2. The method according to claim 1, characterized in that, The acquisition of the time-series image of the preset detection region includes: The detection video of the preset detection area within a preset time interval is obtained, and the detection video is parsed to obtain at least one frame of time sequence image of the preset detection area.

3. The method according to claim 1, characterized in that, The step of performing feature recognition on the global features to determine the moving target in the preset detection area includes: A pre-trained detection model is obtained, and the global features are detected based on the detection model to determine the moving target in the preset detection area.

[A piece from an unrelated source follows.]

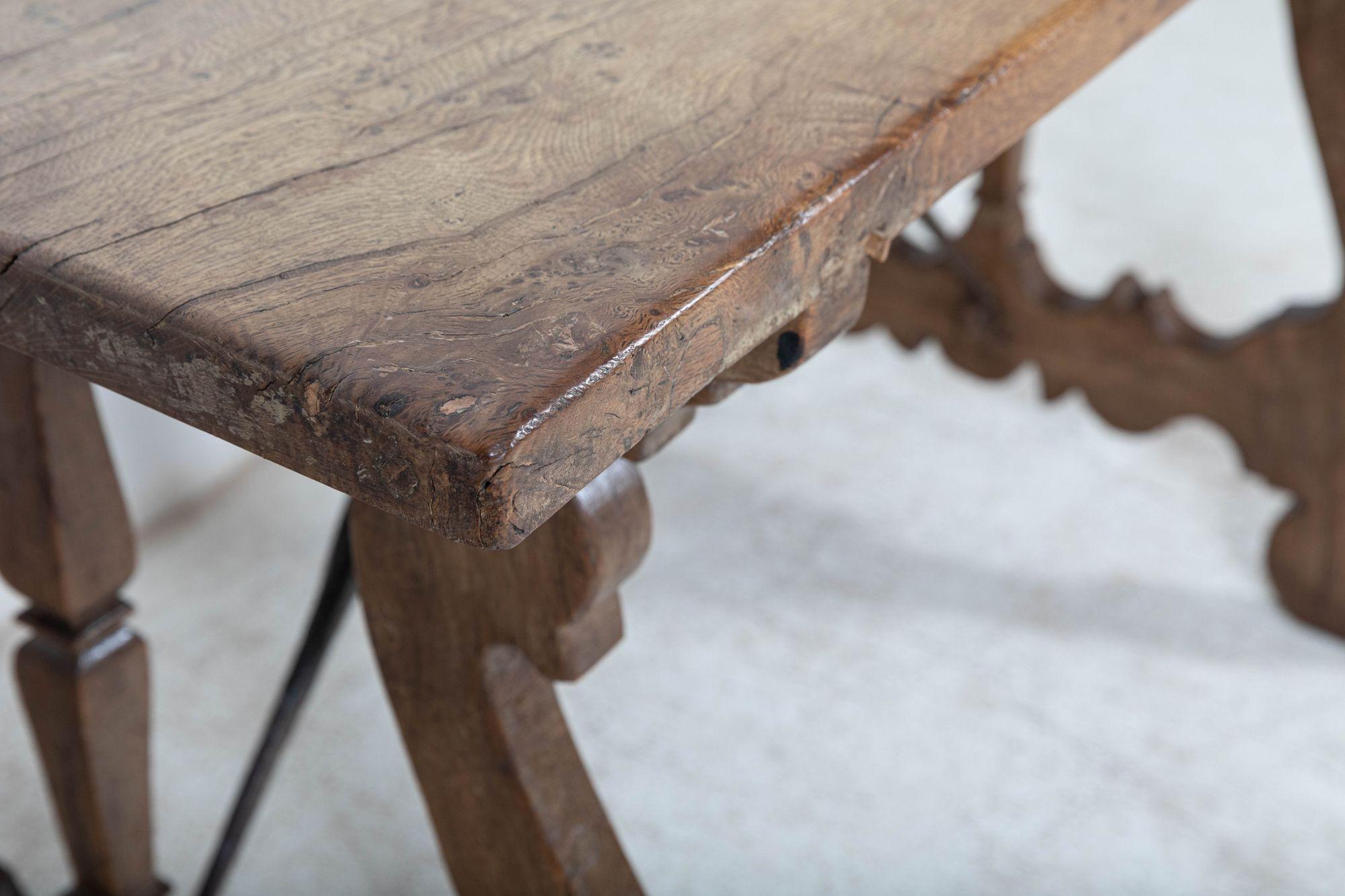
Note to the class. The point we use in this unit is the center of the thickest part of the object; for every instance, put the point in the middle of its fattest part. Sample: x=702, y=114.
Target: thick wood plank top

4. A moving target detection device, characterized in that, include: The timing signal generation module is used to acquire a timing image of a preset detection area and generate a corresponding timing signal based on the timing image; The timing signal is a one-dimensional timing signal; The local feature determination module is used to segment the time-series signal to obtain multiple segmented time-series signals, and generate local features corresponding to each segmented time-series signal respectively. The moving target determination module is used to generate global features of the time-series signal based on each of the local features, and to perform feature recognition on the global features to determine the moving target in the preset detection area; The timing signal generation module includes: a radar signal strength acquisition unit, used to sequentially acquire the radar signal strength of each pixel in each timing image; and a timing signal generation unit, used to generate a set of timing signals corresponding to each timing image based on the radar signal strength. The local feature determination module includes: a sliding step size determination unit, used to acquire a preset sliding window and determine the sliding step size of the sliding window; and a segmented time series signal acquisition unit, used to perform sliding segmentation on the one-dimensional time series signal based on the sliding step size to obtain multiple segmented time series signals corresponding to the one-dimensional time series signal. The local feature determination module includes: a local feature acquisition unit, used to acquire a preset feature statistics algorithm for any segmented time-series signal, and perform feature statistics on the current segmented time-series signal based on the feature statistics algorithm to obtain the local features of the current segmented time-series signal; the local features include kernel function features, margin features, kurtosis features, impulse features, peak features, and waveform features; The moving target determination module includes: a feature selection unit, used to determine the maximum local feature, minimum local feature, and variance local feature of each of the local features; and a global feature determination unit, used to determine the global features of the time-series signal based on the maximum local feature, the minimum local feature, and the variance local feature.

5. An electronic device, characterized in that, The electronic device includes: At least one processor; and A memory communicatively connected to the at least one processor; wherein, The memory stores a computer program that can be executed by the at least one processor, the computer program being executed by the at least one processor to enable the at least one processor to perform the moving target detection method according to any one of claims 1-3.

6. A computer-readable storage medium, characterized in that, The computer-readable storage medium stores computer instructions that cause a processor to execute the moving target detection method according to any one of claims 1-3.